Not sure if it's this is even the same ballpark, but Arabic has the tah/tah
marbuta duality.
I suppose a similar (and by similar, I mean completely different) concept
might be the tatwiil, which has a codepoint (0x0640), but isn't a letter at
all. (It's similar to kerning, but lengthens joined characters instead of
adjusting white-space. Did I say this already? Hmmm....)
>From a data perpective, "0x062C" (ARABIC LETTER JEEM) ne "0x062C0x0640"

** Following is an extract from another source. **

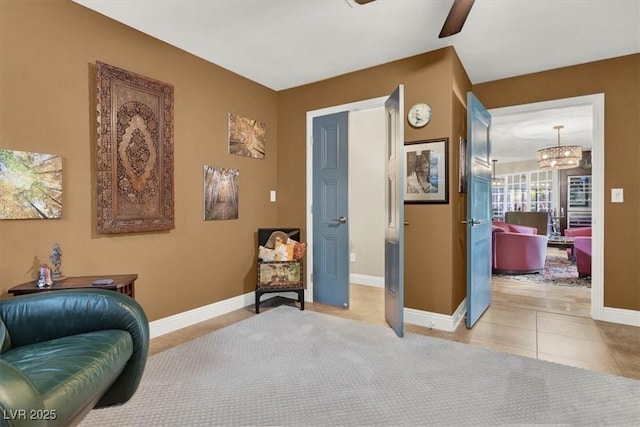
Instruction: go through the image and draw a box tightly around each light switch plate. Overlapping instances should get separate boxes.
[611,188,624,203]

(ARABIC LETTER JEEM followed by ARABIC LETTER TATWEEL), but from a text
perspective, "0x062C" (ARABIC LETTER JEEM) eq "0x062C0x0640" (ARABIC LETTER
JEEM followed by ARABIC LETTER TATWEEL) eq "0x062C0x06400x0640...." (ARABIC
LETTER JEEM followed by n number of ARABIC LETTER TATWEELs.) Arabic also
has voweling or no voweling to worry about. :-(
This gets back to the previous discussion of where is the line drawn? (An
easier way of looking at it may be, how do you ask for everything? In my
example, if you ignore tatwiils, how do you go after an exact match?) I'm
guessing that each locale will add hooks for the things unique to that
language.
/i for case-insensitivity in English, Arabic may (want to) usurp for "ignore
vowelings", for instance. (I'm guessing. I keep waiting for someone to
tell me to uskuut.)
/k may be ignored (or carped) for regular regular expressions, but may
signal the Japanese handler to handle the dual matching. And it may signal
something completely different to some other language.
The hooks don't have to be that complicated, or even exist, since it seems
that they are simply being done for the convenience of the user. (To
simplify regexes.)
--
Bryan C. Warnock
[EMAIL PROTECTED]